October 12, 2002: Sarah Michelle Gellar / Faith Hill
In college I met my first actual boyfriend. We met during Freshman Orientation and fell in that real kind of old-people-disguised-as-young people love only Diamonds commercials and Michel Gondry movies accurately portray. So we went, just because being in love in college, though great, makes college life very boring. The only memorable moment of this show has to do with watching Faith Hill sing “Cry” and finally realizing just how wildly talented SNL’s music production staffers are when they can make watching a country singer belting out a forgettable ballad feel like watching Cream at MSG.
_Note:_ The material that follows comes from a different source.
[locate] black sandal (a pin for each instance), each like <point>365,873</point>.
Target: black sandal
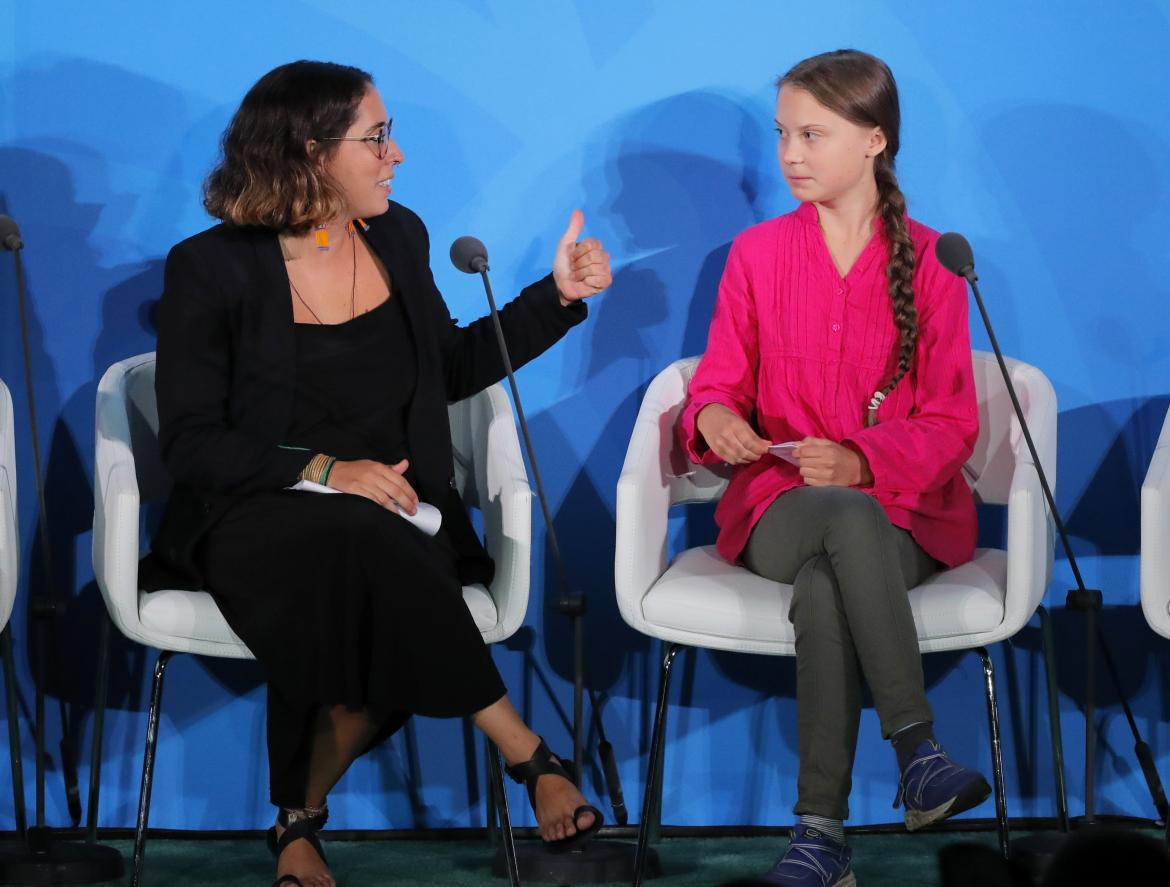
<point>305,827</point>
<point>542,763</point>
March 6, 2010: Zach Galifainakis / Vampire Weekend
After eight years, I asked Jim for tickets days before last week’s show. As usual, he obliged. I’d stopped asking Jim for trips to SNL over the years, instead asking him for more Godfather-type favors. Career advice, boy advice, and use of his summer house in Springs (leading to a very Jim kind of email: “Whose underwear did you leave in my freezer!” I told him that’s where I assumed one puts Jay McInerney’s underwear after he hands them to you in the middle of a book party.) But Kelley was turning 26 that night, and it was time to revisit 8H and sit down in those snobby friend-of-the-director seats with nothing between us and the stage but dust and bulbs.